Психоанализ культуры - Зигмунд Фрейд
Шрифт:
Интервал:
Закладка:
Эти воззрения станут еще глубже, если мы займемся изучением удивительного понятия «святость». Что, собственно говоря, нам видится «святым» в отличие от чего-то другого, тоже нами высокоценимого и признаваемого важным и очень значительным? С одной стороны, неоспорима связь святого с религиозным, которая настойчиво подчеркивается, дескать, все религиозное свято, именно оно – ядро святости. С другой стороны, нашему решению мешают многочисленные попытки отнести это свойство ко многому другому – к людям, к институциям, к занятиям, имеющим мало общего с религией. Эти усилия обслуживают вполне очевидные тенденции. Мы же намерены исходить из характера «запретного», очень прочно связанного со святым. Святое – это что-то, чего нельзя касаться. Запреты касаться святого очень сильно поддержаны эмоциями, но, собственно говоря, у них отсутствует какое-либо рациональное обоснование. Почему, скажем, инцест с дочерью или с сестрой должен считаться особо тяжелым и гораздо более гнусным преступлением, чем любой другой половой контакт? На вопрос о его обосновании, мы, конечно же, услышим: этому противятся все наши чувства. Но это означает всего лишь, что запрет считают само собой разумеющимся, и значит, его не нужно обосновывать.
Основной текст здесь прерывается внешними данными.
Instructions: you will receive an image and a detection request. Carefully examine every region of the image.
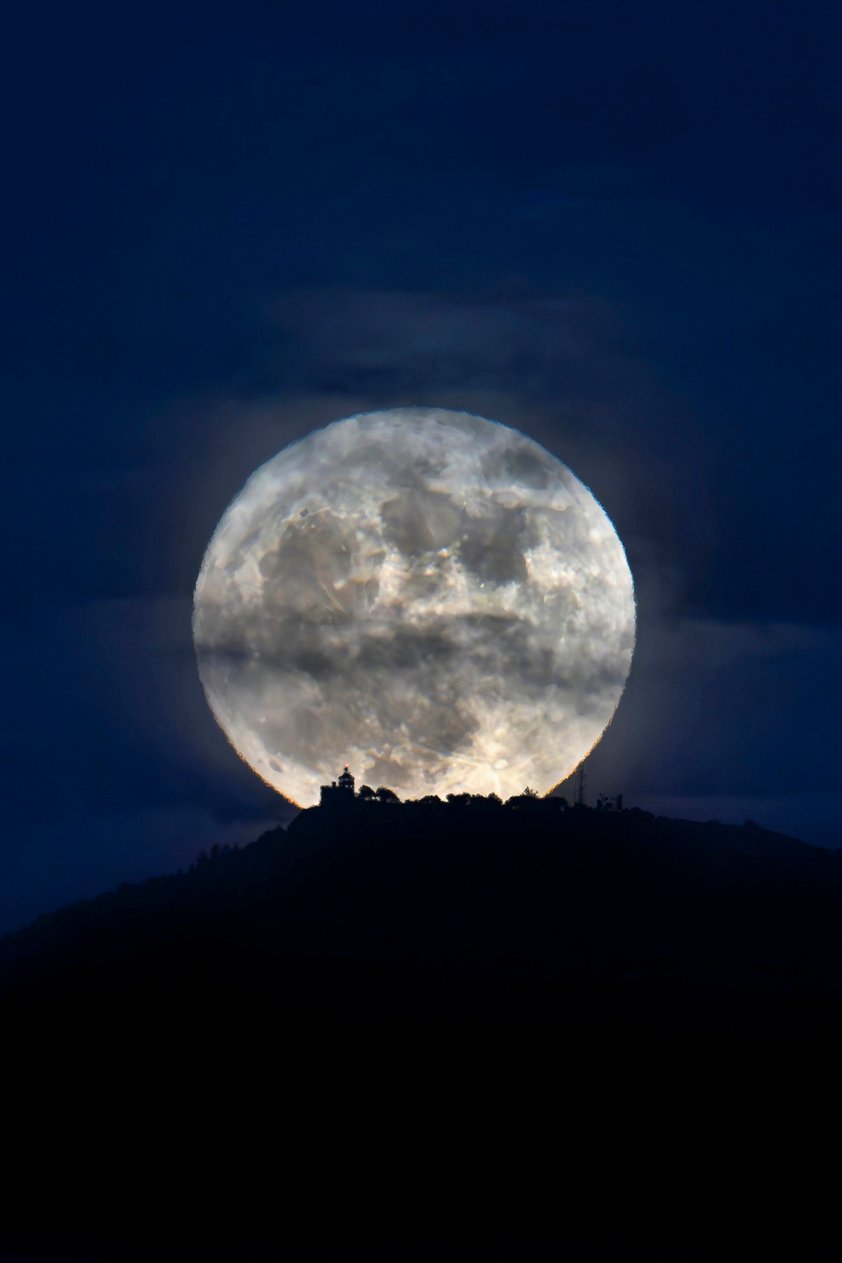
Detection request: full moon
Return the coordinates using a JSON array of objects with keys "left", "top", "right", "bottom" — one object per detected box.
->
[{"left": 193, "top": 408, "right": 635, "bottom": 806}]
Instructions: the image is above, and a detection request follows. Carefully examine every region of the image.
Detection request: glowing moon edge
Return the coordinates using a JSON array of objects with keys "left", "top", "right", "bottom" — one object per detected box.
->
[{"left": 193, "top": 407, "right": 635, "bottom": 806}]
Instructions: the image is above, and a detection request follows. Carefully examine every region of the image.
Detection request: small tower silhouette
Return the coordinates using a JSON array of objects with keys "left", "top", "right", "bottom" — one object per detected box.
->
[{"left": 319, "top": 763, "right": 356, "bottom": 811}]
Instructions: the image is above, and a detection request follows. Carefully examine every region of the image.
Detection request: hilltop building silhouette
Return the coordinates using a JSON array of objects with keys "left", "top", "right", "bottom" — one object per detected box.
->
[{"left": 319, "top": 763, "right": 356, "bottom": 810}]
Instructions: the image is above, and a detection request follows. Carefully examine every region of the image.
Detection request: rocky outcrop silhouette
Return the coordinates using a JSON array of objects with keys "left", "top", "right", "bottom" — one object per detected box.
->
[{"left": 0, "top": 796, "right": 842, "bottom": 1258}]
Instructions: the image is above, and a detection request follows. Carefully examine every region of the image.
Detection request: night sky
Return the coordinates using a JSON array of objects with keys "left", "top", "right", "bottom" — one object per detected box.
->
[{"left": 0, "top": 0, "right": 842, "bottom": 928}]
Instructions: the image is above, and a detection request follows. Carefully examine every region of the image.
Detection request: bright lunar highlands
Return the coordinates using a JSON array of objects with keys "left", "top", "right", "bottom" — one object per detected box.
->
[{"left": 193, "top": 408, "right": 635, "bottom": 806}]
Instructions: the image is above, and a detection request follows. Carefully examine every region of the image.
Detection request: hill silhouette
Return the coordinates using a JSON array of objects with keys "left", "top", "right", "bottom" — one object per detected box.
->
[{"left": 0, "top": 796, "right": 842, "bottom": 1258}]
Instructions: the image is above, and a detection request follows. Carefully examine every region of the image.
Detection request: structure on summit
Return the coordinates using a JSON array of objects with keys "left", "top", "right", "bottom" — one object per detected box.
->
[{"left": 319, "top": 763, "right": 355, "bottom": 808}]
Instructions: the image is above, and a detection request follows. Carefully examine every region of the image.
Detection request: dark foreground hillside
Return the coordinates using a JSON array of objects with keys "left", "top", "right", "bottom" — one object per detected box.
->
[{"left": 0, "top": 799, "right": 842, "bottom": 1260}]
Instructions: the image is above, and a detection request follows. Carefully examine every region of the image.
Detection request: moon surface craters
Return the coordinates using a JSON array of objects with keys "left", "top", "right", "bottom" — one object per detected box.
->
[{"left": 193, "top": 408, "right": 635, "bottom": 805}]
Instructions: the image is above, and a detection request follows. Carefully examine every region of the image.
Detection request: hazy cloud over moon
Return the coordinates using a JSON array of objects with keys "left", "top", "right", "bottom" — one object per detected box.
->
[{"left": 193, "top": 408, "right": 635, "bottom": 805}]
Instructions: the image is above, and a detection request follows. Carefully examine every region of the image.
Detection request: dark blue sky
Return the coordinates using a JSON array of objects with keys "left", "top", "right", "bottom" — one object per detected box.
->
[{"left": 0, "top": 0, "right": 842, "bottom": 926}]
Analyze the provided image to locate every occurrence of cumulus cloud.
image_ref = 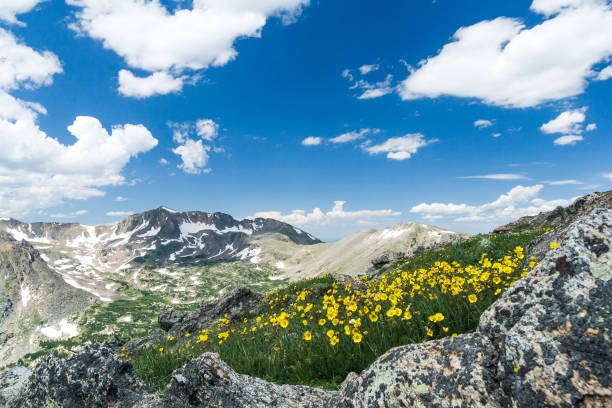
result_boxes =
[106,211,134,217]
[172,139,210,174]
[342,65,393,99]
[50,210,87,218]
[0,29,157,216]
[474,119,493,129]
[545,180,584,186]
[329,128,372,144]
[302,136,323,146]
[66,0,309,97]
[249,201,401,226]
[169,119,224,174]
[119,69,183,99]
[554,135,584,146]
[0,28,62,90]
[399,0,612,107]
[363,133,438,160]
[459,173,525,180]
[540,107,587,134]
[359,64,380,75]
[410,184,575,222]
[357,74,393,99]
[196,119,219,142]
[0,0,46,24]
[597,65,612,81]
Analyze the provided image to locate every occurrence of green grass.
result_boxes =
[129,230,544,391]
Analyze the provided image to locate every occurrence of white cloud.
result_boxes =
[329,128,372,144]
[106,211,134,217]
[474,119,493,129]
[0,28,62,90]
[399,0,612,107]
[196,119,219,142]
[410,184,574,222]
[363,133,437,160]
[545,180,584,186]
[119,69,183,99]
[249,201,401,226]
[0,0,46,24]
[169,119,225,174]
[540,107,587,134]
[554,135,584,146]
[50,210,87,218]
[359,64,380,75]
[172,139,210,174]
[0,29,157,216]
[66,0,309,96]
[302,136,323,146]
[357,74,393,99]
[459,173,525,180]
[596,65,612,81]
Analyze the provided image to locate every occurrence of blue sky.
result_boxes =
[0,0,612,240]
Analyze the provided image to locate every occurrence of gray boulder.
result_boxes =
[9,343,157,408]
[162,353,335,408]
[11,209,612,408]
[0,366,32,408]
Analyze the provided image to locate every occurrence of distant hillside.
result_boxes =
[493,190,612,232]
[0,207,321,301]
[0,232,94,365]
[246,223,467,280]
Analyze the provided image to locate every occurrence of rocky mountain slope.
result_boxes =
[0,207,321,301]
[0,232,93,365]
[5,208,612,408]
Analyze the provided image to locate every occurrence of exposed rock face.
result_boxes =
[493,191,612,232]
[158,288,264,336]
[10,343,157,408]
[0,231,94,366]
[0,366,32,408]
[326,209,612,408]
[13,209,612,408]
[371,252,406,269]
[162,353,335,408]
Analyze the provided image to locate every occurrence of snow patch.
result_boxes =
[40,319,79,339]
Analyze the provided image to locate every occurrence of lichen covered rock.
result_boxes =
[9,343,157,408]
[162,353,334,408]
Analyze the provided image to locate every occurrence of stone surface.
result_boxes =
[0,366,32,408]
[9,343,157,408]
[11,209,612,408]
[371,252,406,269]
[163,287,264,337]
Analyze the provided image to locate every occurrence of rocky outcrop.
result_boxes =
[371,252,406,269]
[493,191,612,233]
[0,366,32,408]
[0,231,94,367]
[326,209,612,408]
[161,353,335,408]
[13,209,612,408]
[10,343,158,408]
[158,287,264,336]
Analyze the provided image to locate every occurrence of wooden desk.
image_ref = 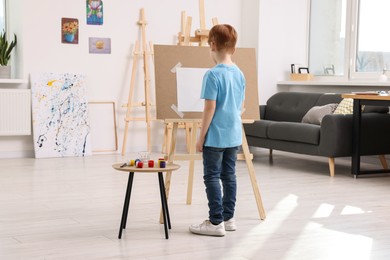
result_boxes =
[341,93,390,178]
[112,163,180,239]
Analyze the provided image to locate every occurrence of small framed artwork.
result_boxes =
[61,18,79,44]
[324,64,335,75]
[86,0,103,25]
[89,37,111,54]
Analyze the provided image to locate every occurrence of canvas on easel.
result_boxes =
[154,45,260,120]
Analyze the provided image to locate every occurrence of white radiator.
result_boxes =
[0,89,31,136]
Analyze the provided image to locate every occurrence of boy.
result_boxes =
[189,24,245,236]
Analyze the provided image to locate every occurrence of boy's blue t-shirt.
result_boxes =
[201,64,245,148]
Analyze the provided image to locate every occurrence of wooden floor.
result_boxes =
[0,150,390,260]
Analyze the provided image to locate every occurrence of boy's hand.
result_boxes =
[196,138,204,152]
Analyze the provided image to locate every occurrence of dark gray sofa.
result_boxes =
[244,92,390,176]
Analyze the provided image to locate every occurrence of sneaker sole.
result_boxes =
[190,229,225,237]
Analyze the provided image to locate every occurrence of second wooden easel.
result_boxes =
[122,8,153,155]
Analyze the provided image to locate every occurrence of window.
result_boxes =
[309,0,390,79]
[354,0,390,72]
[309,0,347,76]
Крайнюю слабость подобного объяснения совсем нетрудно доказать. То, что якобы оскорбляет наши самые святые чувства, было общепринятым обычаем в знатных семьях древних египтян и других древних народов, хотелось бы даже сказать, освященной нормой. Конечно, в лице своей сестры фараон, да и последующие их преемники, греческие Птолемеи, без колебаний подражая их примеру, обретает первую и самую знатную жену. Пока же напрашивается, напротив, точка зрения, что инцест – в данном случае между братом и сестрой – это привилегия, недоступная обычным смертным, но дозволенная представляющим богов властителям. Точно так же и мир греческих и германских легенд нисколько не чурался таких инцестуозных отношений. Можно предположить, что боязливое ожидание равной родовитости среди нашей высшей аристократии является все еще остатком этой старой привилегии, и констатировать, что из-за продолжающегося многие поколения близкородственного размножения в высших социальных кругах Европы она сегодня управляется членами только одной-двух фамилий.
Ссылка на существование инцеста у богов, царей и героев помогает покончить и с другой попыткой объяснения этого запрета – с позиций биологии свести боязнь инцеста к сомнительному знанию о вреде близкородственного размножения. Но как раз не гарантировано, что в подобном случае существует опасность уродства, не говоря уж о том, что первобытные люди не знали о ней и не реагировали на нее. Неуверенность в определении разрешенных и запретных степеней родства столь же мало свидетельствует в пользу принятия «естественного чувства» как первоосновы страха кровосмешения.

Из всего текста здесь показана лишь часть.